Backend path selection

Path selection starts from the MLX device and the public operation. The Python layer builds semantic objects first: sparse tensors, coordinate keys, kernel relations, neighbor relations, point/voxel maps, or packed quantized weights. The native layer then evaluates those objects on CPU or Metal.

Decision order

Layer

Predicate source

Effect

Device

mx.default_device()

Selects CPU primitive evaluation or Metal primitive evaluation.

Operation family

Public function/module call

Chooses convolution, pooling, coordinates, point/voxel, entropy, or feature execution.

Semantic relation

KernelRelation / NeighborRelation / point-voxel metadata

Defines row connectivity before backend kernels are considered.

Storage

Dense floating arrays or QuantizedWeight

Selects floating or packed int4/int8 convolution/linear execution.

Shape and dtype

Channel count, kernel volume, layout, feature dtype, coordinate dtype

Selects a specialized route, a generic route, or a validation error.

Metal capability

TensorOps capability tier

Allows TensorOps routes on devices reporting neural acceleration.

The public operation owns semantics.

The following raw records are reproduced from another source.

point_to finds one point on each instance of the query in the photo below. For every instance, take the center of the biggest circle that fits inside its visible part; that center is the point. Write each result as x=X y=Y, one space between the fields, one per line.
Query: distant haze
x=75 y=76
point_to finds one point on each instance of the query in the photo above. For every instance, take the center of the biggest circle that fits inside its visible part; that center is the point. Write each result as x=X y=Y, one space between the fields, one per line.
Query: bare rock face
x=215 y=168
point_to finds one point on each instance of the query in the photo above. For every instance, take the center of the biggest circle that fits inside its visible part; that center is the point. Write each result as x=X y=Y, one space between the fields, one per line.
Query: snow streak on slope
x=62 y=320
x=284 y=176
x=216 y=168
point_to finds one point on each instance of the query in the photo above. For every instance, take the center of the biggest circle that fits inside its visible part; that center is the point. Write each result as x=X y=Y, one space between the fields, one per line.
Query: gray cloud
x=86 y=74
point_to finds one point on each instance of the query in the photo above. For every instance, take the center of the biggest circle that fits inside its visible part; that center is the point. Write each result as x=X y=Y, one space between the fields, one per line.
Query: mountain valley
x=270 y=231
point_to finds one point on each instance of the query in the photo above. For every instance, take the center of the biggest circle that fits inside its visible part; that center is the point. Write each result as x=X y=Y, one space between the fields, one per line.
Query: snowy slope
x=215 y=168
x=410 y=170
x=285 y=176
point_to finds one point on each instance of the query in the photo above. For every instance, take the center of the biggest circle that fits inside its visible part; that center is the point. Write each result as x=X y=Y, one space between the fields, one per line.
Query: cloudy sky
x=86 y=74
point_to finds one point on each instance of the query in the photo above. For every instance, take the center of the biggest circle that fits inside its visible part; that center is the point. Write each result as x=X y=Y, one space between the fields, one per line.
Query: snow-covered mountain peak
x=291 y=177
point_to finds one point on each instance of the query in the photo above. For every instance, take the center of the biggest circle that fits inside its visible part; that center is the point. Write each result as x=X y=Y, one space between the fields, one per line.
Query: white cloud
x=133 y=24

A backend route can change how the sum or reduction is evaluated, but it must evaluate the same relation contract.

Capability tiers

Metal TensorOps capability is computed by the native capability helper:

Tier

Native predicate

Routes enabled

unavailable

macOS availability/device family check fails

Classic CPU/Metal routes only.

gpu

Apple GPU family supports the baseline tensor API but not neural acceleration tier

Some sorted quantized implicit-GEMM routes may be considered; neural accelerator-only TensorOps routes are not preferred.

neural_accelerator

Device reports the neural-acceleration family

TensorOps sorted fp16 convolution and TensorOps quantized contraction can be selected when shape predicates also match.

The capability check is a route predicate, not a user-visible device API. Use backend_info() for compiled backend availability; use benchmarks to observe selected performance behavior for a public input.

Route predicates by operation

Operation

Fast-path predicates

Fallback or alternate route

conv3d pointwise

KernelSpec.is_pointwise and no explicit target coordinates

Feature matrix multiplication; quantized weights use quantized matmul.

conv3d relation

Non-pointwise or explicit target support

Builds forward or target kernel relation and dispatches sparse convolution primitive.

subm_conv3d

Odd kernel, stride 1, no coordinate expansion

Builds a submanifold kernel relation, reuses input coordinate identity, and shares compatible sparse-convolution backend kernels.

Transposed convolution

conv_transpose3d or generative_conv_transpose3d

Builds transposed or generative relation; sorted implicit-GEMM is not selected because the relation kind is not forward/target/ submanifold.

Local pooling

float32 features, kernel relation

Metal/CPU sparse reduction kernels.

Global pooling

batch_counts metadata

MLX scatter/reduction over batch row groups.

Point/voxel utilities

float32 point geometry and supported map/reduction type

Native coordinate kernels for quantization, maps, and interpolation.

Sparse algebra

Shared coordinate identity or explicit join policy

Native alignment helpers plus MLX feature arithmetic.

Convolution route equations

Relation convolution evaluates:

\[Y_{o,c_o} = \sum_{e \in \mathcal{E}: e_o=o} X_{e_i,c_i} W_{e_k,c_i,c_o}.\]

Pooling evaluates:

\[Y_{o,c} = \operatorname{reduce}_{e \in \mathcal{E}: e_o=o} X_{e_i,c},\]

where reduce is sum, max, or average. Average pooling divides by the sparse edge count for the output row.

Validation boundaries

The route selector validates public contracts before native execution:

  • Metal sparse convolution and pooling require int32 coordinates.

  • Floating convolution supports float16 and float32 feature/weight matrices on native routes.

  • Local pooling currently accepts float32 features.

  • Packed quantized convolution requires int4 or int8 packed uint32 weights, scale/bias arrays matching feature dtype, and group size in {32, 64, 128}.

  • Sorted fp16 implicit-GEMM routes require relation metadata that can produce the sorted implicit-GEMM view.

When a specialized route predicate fails, execution uses the more general route for the same public operation if the public input is otherwise valid.